For purposes of determining ownership, the MRCC will deem as held by a socially and
economically disadvantaged individual all interests in a business or other assets obtained by
the individual in the following manner(s):

        As the result of a final property settlement or court order in a divorce or legal
         separation
        Through inheritance or otherwise because of the death of the former owner




                                             19
The MRCC will presume as not being held by a socially and economically disadvantaged
individual, for purposes of determining ownership, all interests in a business or other assets
obtained by the individual as the result of a gift or transfer, without adequate consideration,
from any non-disadvantaged individual or non-DBE firm which is:


         Involved in the same firm for which the individual is seeking certification, or an
          affiliate of that firm
         Involved in the same or a similar line of business
         Engaged in an ongoing business relationship with the firm, or an affiliate of the
          firm, for which the individual is seeking certification

To overcome the foregoing presumption and permit the interests or assets to be counted, the
disadvantaged individual must demonstrate by clear and convincing evidence that:

         The gift or transfer was made for reasons other than obtaining certification as a
          Disadvantaged Business Enterprise
         The disadvantaged individual actually controls the management, policy, and
          operations of the firm, notwithstanding the continuing participation of a non-
          disadvantaged individual who provided the gift or transfer

The MRCC will apply all of the following rules in situations in which marital assets form a
basis for ownership of a firm:

         When marital assets (other than the assets of the business in question), held
          jointly or as community property by both spouses, are used to acquire the
          ownership interests asserted by one spouse, the MRCC will deem ownership
          interest in the firm to have been acquired by that spouse with his/her individual
          resources
         The other spouse must irrevocably renounce and transfer all rights in the
          ownership interest in applicant firm in the manner sanctioned by the laws of the
          state in which either spouse or the firm is domiciled
         The MRCC will not count a greater portion of joint or community property
          assets toward ownership than state law would recognize as belonging to the
          socially and economically disadvantaged individual(s) of the firm
         A copy of the document legally transferring and renouncing the other spouse's
          rights in the jointly owned or community assets used to acquire an ownership
          interest in the firm must be included as part of the firm's application for DBE
          certification

The MRCC may consider the following factors in determining the ownership of a firm, but
will not regard a contribution of capital as failing to be real and substantial nor find a firm
ineligible, solely because:

         A socially and economically disadvantaged individual acquired his or her
          ownership interests as the result of a gift or transfer without adequate
          consideration other than the types set forth above




                                              20
        There is a provision for the co-signature of a spouse who is not a socially and
         economically disadvantaged individual on financing agreements, contracts for
         the purchase or sale of real or personal property, bank signature cards, or
         other documents

        Ownership of the firm in question or its assets is transferred for inadequate
         consideration from a spouse who is not a socially and economically
         disadvantaged individual to a spouse who is such an individual. In this case,
         the MRCC will give particularly close and careful scrutiny to the ownership and
         control of the firm to ensure that it is owned and controlled, in substance as
         well as in form, by the socially and economically disadvantaged individual

Control Determinations
In accordance with 49 CFR 26.71, in determining whether socially and economically
disadvantaged owners control a firm, the MRCC will consider all the facts in the record,
viewed as a whole at the time of application.

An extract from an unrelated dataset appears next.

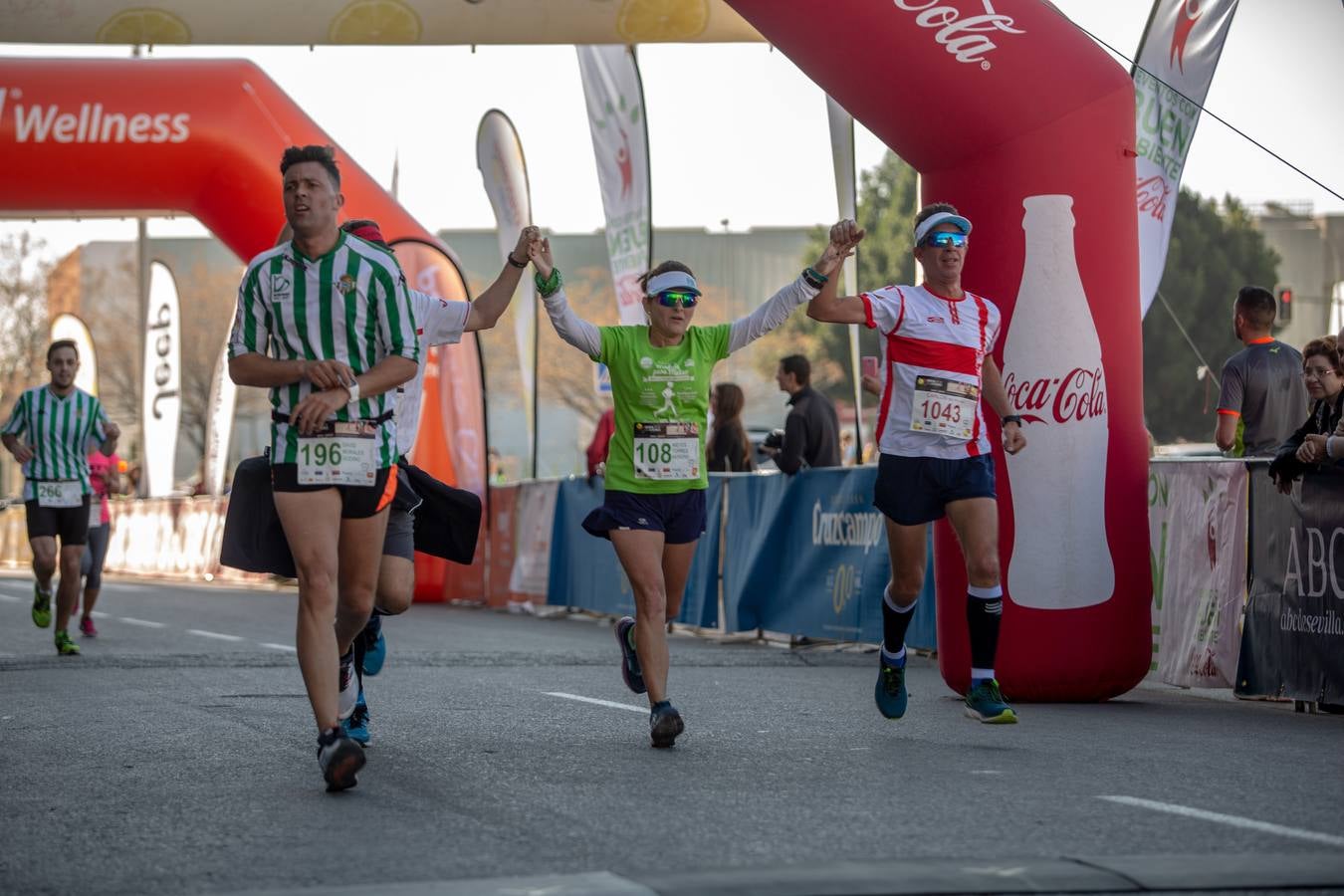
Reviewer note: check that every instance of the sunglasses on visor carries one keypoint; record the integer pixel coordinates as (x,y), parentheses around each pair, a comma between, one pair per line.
(945,239)
(674,297)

Only an independent business may be certified as a DBE. An independent business is
one in which viability does not depend on its relationship with another firm or firms. In
determining whether a potential DBE is an independent business, the MRCC will
scrutinize relationships with non-DBE firms in such areas as personnel, facilities,
equipment, financial and/or bonding support, and other resources. The MRCC will
consider present or recent employer/employee relationships, the firm's relationship with
prime contractors, and other factors related to the independence of a potential DBE firm.

Further, the MRCC will consider the consistency of relationships between the potential
DBE and non-DBE firms with normal industry practice.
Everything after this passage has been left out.